The outlook for cooperation between Canada and Sverdlovsk was discussed at a meeting between Sverdlovsk Region Governor Alexander Misharin and John Sloan, Canadian Ambassador to the Russian Federation. The Canadian diplomat arrived in the capital of the Central Urals to head a delegation of enterprises participating as exhibitors at the Innoprom-2011 Expo.
During the talks, both sides agreed that there was tremendous – though as yet unrealized – potential for mutually-beneficial cooperation. Given the great similarity between climactic conditions and geographic size, and considering the existence of common interests, a constructive dialogue must be hammered out. Mr. Sloan believes that as a country with vast forest resources, Canada possesses cutting-edge technology dedicated to the construction of timber homes. Canadian enterprises produce durable, “green” construction material that may be of interest to potential Russian partners.

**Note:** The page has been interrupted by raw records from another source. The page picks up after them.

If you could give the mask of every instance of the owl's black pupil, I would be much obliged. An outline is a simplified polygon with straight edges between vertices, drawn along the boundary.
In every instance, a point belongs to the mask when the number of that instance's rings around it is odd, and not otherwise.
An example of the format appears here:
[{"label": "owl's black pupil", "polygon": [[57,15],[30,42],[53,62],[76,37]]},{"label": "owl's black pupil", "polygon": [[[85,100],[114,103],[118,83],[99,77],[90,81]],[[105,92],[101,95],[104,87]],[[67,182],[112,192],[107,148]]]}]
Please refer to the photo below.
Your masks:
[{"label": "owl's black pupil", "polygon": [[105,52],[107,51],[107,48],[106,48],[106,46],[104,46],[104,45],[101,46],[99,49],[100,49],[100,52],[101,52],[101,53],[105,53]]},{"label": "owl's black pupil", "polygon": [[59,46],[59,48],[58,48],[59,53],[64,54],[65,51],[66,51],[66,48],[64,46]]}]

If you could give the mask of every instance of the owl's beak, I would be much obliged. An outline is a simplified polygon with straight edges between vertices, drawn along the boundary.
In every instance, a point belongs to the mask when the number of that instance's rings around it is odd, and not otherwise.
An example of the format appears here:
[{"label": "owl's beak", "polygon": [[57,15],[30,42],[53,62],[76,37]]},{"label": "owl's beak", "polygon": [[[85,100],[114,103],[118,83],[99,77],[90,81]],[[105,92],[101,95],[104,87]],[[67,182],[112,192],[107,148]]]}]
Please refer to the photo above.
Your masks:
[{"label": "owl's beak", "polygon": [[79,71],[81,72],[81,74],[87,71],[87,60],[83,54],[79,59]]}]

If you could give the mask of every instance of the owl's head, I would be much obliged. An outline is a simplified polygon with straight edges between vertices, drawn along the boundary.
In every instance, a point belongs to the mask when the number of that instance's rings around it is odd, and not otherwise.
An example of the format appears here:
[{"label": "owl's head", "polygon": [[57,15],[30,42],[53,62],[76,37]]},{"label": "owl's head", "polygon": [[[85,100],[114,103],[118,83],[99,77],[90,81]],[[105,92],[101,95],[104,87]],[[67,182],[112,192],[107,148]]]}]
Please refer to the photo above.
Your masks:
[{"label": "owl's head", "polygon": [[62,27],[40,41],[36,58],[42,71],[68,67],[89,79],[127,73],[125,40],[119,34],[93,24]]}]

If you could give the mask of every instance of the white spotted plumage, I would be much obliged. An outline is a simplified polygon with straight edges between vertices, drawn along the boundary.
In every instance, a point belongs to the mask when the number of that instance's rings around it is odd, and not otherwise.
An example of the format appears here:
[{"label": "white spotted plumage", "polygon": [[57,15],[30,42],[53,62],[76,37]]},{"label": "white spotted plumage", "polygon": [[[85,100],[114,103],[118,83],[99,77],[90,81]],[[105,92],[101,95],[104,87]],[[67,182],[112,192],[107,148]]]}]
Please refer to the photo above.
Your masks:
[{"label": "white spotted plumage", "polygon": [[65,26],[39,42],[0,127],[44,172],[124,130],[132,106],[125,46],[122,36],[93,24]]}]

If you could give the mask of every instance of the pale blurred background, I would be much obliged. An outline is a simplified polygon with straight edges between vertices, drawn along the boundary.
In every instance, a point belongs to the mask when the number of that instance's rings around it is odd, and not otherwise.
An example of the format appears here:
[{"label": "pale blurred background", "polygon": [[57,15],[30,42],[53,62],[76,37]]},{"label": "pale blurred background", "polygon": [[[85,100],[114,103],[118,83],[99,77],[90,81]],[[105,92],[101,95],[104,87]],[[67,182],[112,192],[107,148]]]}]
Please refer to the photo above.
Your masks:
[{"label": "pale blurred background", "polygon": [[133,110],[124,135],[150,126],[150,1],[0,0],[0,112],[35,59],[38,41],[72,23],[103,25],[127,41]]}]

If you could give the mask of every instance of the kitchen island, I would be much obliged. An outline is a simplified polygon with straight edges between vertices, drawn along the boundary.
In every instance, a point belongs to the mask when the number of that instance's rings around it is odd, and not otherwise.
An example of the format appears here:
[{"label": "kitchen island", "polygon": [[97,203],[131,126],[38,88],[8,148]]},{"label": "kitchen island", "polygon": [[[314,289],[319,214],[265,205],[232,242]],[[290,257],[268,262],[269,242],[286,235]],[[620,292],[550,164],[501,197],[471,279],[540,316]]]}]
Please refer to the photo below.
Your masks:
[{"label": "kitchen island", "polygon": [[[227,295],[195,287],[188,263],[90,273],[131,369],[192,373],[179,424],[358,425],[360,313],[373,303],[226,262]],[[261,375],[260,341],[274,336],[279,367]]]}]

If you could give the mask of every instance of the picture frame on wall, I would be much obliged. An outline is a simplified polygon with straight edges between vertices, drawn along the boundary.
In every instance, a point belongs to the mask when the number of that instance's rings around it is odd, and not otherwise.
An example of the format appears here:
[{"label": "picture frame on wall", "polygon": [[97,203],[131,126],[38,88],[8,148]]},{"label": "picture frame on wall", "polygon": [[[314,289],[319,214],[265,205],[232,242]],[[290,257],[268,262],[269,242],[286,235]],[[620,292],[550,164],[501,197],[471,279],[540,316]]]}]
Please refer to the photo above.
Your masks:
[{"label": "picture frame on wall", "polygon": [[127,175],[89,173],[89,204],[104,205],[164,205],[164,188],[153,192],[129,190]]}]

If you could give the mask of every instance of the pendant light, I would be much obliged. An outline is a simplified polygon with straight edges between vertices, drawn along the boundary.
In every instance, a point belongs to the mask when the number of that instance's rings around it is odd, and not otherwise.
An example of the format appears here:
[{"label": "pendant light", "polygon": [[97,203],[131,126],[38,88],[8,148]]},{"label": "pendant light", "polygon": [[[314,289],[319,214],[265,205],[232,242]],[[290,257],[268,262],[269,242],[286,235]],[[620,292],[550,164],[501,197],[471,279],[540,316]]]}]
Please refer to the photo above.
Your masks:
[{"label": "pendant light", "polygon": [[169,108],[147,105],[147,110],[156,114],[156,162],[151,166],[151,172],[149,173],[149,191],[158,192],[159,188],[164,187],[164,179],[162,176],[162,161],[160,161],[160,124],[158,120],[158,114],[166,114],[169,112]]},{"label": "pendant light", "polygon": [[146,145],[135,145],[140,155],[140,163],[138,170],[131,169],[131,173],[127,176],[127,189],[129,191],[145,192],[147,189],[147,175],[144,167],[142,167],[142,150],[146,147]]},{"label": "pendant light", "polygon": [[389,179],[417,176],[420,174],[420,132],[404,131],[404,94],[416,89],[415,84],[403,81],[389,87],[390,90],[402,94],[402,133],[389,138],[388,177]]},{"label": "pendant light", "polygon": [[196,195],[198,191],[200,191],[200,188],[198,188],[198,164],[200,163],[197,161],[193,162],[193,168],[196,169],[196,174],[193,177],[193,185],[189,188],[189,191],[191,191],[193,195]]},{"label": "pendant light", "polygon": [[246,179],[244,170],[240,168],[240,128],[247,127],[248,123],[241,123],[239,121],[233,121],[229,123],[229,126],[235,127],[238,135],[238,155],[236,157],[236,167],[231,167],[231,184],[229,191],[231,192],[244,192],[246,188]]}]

The governor deemed the proposal highly interesting – particularly in light of the “Affordable Housing” program currently underway in the region. He noted the persistent misconception that the use of advanced technology in construction necessarily renders buildings less affordable. Not so. A fine example of this emerging trend is the new Svetlorechensky residential district, where each building has a different appearance than the next. Yet, only the most advanced technology was used in construction. The buildings turned out both affordable and energy-efficient. Of course, government support must also be factored in, but there should be more such examples, said the governor.
Alexander Misharin named partnership between educational institutions – Urals Federal University, for example – yet another priority area for cooperation. “The Urals Region has a robust engineering school,” he stressed, “and we are interested in organizing student-teacher exchanges. We also extend professors and instructors an invitation to come work with us, and hope that the resulting contacts will be of interest to both sides.”